Singles from Toni Basil
- "Street Beat" Released: 1983; "Over My Head" Released: 1983; "Suspense" Released: 1984; "Do You Wanna Dance" Released: 1984;

= Toni Basil (album) =

Toni Basil is the second studio album by Toni Basil, released in December 1983 on Chrysalis Records. Despite the success of her previous album Word of Mouth and the single "Mickey", the album was less successful and did not enter the Billboard album chart. The second single from the album, "Over My Head", reached #81 on the Billboard Hot 100, her third and final song to do so. Of the four singles from the album, three appeared on various charts in the US.

Professional ratings
Review scores
| Source | Rating |
| AllMusic | Star |

==Singles==
The album spawned four singles, three of which charted.

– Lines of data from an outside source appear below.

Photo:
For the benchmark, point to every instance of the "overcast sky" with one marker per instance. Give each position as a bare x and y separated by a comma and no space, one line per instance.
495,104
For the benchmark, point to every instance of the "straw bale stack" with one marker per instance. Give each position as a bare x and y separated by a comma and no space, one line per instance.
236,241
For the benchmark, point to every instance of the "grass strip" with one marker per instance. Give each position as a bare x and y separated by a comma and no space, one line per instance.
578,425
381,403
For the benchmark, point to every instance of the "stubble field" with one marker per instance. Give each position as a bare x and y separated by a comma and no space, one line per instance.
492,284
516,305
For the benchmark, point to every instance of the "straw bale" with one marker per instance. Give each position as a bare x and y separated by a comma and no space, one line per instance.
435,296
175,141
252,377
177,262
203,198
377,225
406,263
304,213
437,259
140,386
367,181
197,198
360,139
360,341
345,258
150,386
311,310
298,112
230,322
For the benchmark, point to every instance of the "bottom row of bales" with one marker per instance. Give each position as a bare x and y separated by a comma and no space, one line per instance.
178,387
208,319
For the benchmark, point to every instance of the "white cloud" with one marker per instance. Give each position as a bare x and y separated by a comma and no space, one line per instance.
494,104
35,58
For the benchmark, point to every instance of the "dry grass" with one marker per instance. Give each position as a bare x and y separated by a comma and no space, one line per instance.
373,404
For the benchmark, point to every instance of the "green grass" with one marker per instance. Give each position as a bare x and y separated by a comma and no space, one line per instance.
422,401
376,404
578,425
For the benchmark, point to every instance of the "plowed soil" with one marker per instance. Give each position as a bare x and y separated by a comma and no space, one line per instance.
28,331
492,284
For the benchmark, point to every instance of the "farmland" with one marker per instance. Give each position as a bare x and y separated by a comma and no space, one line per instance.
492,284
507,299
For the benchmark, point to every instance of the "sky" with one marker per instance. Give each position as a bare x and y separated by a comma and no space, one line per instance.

The album's first single, "Street Beat", failed to enter the Hot 100 but managed to reach number 63 on Billboards Hot Dance Club Songs chart. The next single, "Over My Head", reached number 81 on the Billboard Hot 100, spending a total of six weeks on the chart. The third single, "Suspense", reached number 42 on Billboards Hot Dance Club Songs chart, spending a total of 11 weeks on the chart. The final single, "Do You Wanna Dance", failed to chart.

==Track listing==
===International edition===
Adapted from Discogs.

Side A:
1. "Over My Head" – 3:20
2. "Do You Wanna Dance" – 3:58
3. "Go for the Burn" – 4:04
4. "Street Beat" – 3:37
5. "Suspense" – 3:54
Side B:
1. "Spacewalkin' the Dog" – 4:23
2. "Best Performance" – 3:50
3. "Easy for You to Say" – 4:26
4. "I Don't Hear You" – 3:32

===US edition===
Side A:
1. "Over My Head" (Franne Golde, Sue Shifrin) – 3:20
2. "I Don't Hear You" (Greg Mathieson, Trevor Veitch, Toni Basil) – 3:32
3. "Easy for You to Say" (Dennis Lambert, Peter Beckett) – 4:26
4. "Suspense" (Alan Roy Scott, Brian Short) – 3:54
5. "Go for the Burn" (Allee Willis, Richie Zito, Toni Basil) – 4:04
Side B:
1. "Spacewalkin' the Dog" (Franne Golde, Richard Wolfe) – 4:23
2. "Street Beat" (Allee Willis, Bruce Roberts, Toni Basil) – 3:37
3. "Do You Wanna Dance" (Barry Blue) – 3:58
4. "Best Performance" (Allee Willis, Bruce Roberts, Toni Basil) – 3:50

==Personnel==
- Toni Basil – vocals
- Richie Zito – guitar, Linn and Simmons drums
- Arthur Barrow – bass guitar, keyboards
- Carlos Vega – drums
- Sylvester Levay – additional keyboards on "Over My Head" and "Do You Wanna Dance"
- The Locke High School Cadence Band – cadence drums on "Street Beat"
- Allee Willis, Beth Andersen, Bruce Roberts, Charlotte Crossley, Cindy Fee, Darrell Phinnessee, Jimmy Haas, Joe Esposito, Joe Pizzulo, Julia Tillman Waters, Lauren Wood, Mary Hylan, Maxine Waters – backing vocals
- Technical
- Brian Reeves, Bob Casale – engineer
- Richard Seireeni – art direction
- Jerry Casale – cover concept
- Allan Ballard – photography
- Giorgio Moroder, Jeff Aldrich – "very special thanks"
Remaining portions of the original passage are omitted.